The country of 22 million people has requested a loan from the IMF as it struggles to pay for imports amid crushing debt and a sharp fall in foreign exchange reserves that have fueled rising inflation.
“We’ve had very good, fruitful, technical discussions on the preparation for talks with officials over the past weekend and a few days ago,” said Anne-Marie Gulde-Wulf, acting director of the IMF’s Asia and Pacific Department. An online news conference.
Sri Lanka’s Finance Minister Ali Sabri was in Washington last week to talk to the IMF, the World Bank, India and others about financial aid for his country, which suspended payments on part of its $51 billion in foreign debt. Have given.

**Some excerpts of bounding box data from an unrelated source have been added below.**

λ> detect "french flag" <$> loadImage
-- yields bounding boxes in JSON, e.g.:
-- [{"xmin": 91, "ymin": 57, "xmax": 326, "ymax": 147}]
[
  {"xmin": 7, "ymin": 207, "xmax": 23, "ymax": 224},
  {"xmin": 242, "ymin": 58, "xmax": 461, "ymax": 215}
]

Gulday-Wulf called on Sri Lanka for measures to increase tax revenues to meet critical spending needs, saying “the need for fund lending will be progress towards debt stability.”
“Monetary policy has to be tightened to keep inflation under control,” he said. “We see a need for flexible exchange rates.”
Gulde-Wolf did not respond to a question on the total value of any IMF package, nor on the estimated timing of the conclusion of talks with Sri Lanka.